Partitioning Behavior

This expression does not affect partitioning behavior:

  • Preserves existing partitioning schemes
  • Does not require data shuffle
  • Generates independent random values per partition

Edge Cases

  • Null handling: Returns null if any input parameter (min, max, seed) is null
  • Non-foldable inputs: Throws DataTypeMismatch error if min, max, or seed are not constant expressions
  • Type resolution: Returns NullType if seed expression is unresolved or NullType
  • Invalid ranges: No explicit validation for min >= max cases in the expression itself
  • Deterministic behavior: Non-deterministic by nature, but reproducible with same seed

Code Generation

This expression uses runtime replacement and does not directly support Tungsten code generation.
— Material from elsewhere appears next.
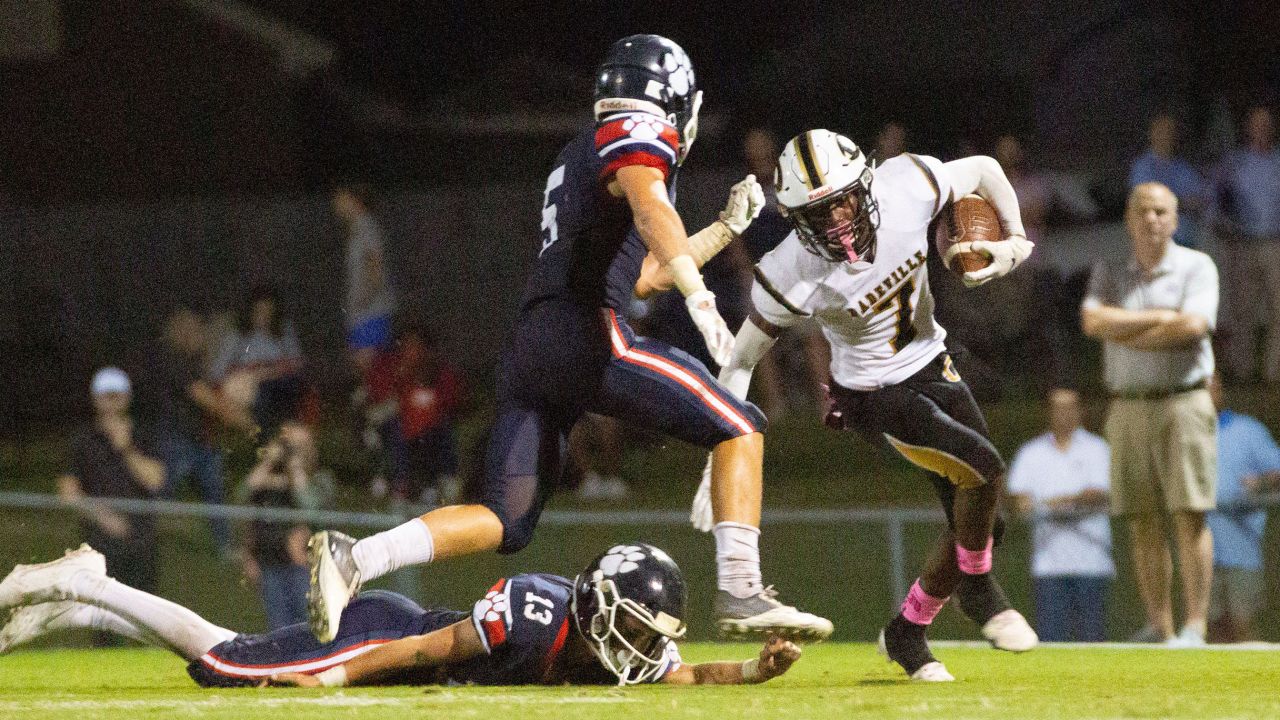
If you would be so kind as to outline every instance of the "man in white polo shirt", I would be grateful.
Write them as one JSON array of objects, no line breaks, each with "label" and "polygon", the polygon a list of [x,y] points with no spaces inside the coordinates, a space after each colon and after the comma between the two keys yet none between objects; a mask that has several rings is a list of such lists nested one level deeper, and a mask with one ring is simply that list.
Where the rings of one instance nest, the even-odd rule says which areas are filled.
[{"label": "man in white polo shirt", "polygon": [[[1173,244],[1178,201],[1160,183],[1129,193],[1132,255],[1094,266],[1081,310],[1084,333],[1103,343],[1112,396],[1111,510],[1129,524],[1138,591],[1157,637],[1204,644],[1213,576],[1217,422],[1205,389],[1213,374],[1209,335],[1218,315],[1218,269],[1204,253]],[[1172,518],[1186,622],[1175,637]]]},{"label": "man in white polo shirt", "polygon": [[1116,574],[1104,512],[1110,451],[1080,426],[1076,391],[1051,390],[1048,406],[1049,432],[1018,450],[1008,486],[1014,508],[1034,526],[1036,632],[1048,642],[1101,642],[1107,589]]}]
It is replaced at runtime with a combination of Add, Multiply, Subtract, Cast, and Rand expressions that may support code generation.

Examples

-- Generate random number between 10 and 20
SELECT uniform(10, 20) AS random_value;

-- Generate reproducible random number with seed
SELECT uniform(0.0, 1.0, 12345) AS seeded_random;

-- Use with different numeric types
SELECT uniform(1, 100, 0) AS int_range;
SELECT uniform(1.5, 2.5, 42) AS float_range;
// DataFrame API usage
import org.apache.spark.sql.functions._

// Generate random values in range
df.select(expr("uniform(1, 10)").alias("random_int"))

// With seed for reproducibility  
df.select(expr("uniform(0.0, 1.0, 123)").alias("seeded_random"))

See Also

  • rand() - Generates random numbers between 0 and 1
  • randn() - Generates normally distributed random numbers
  • random() - Alternative random number generation function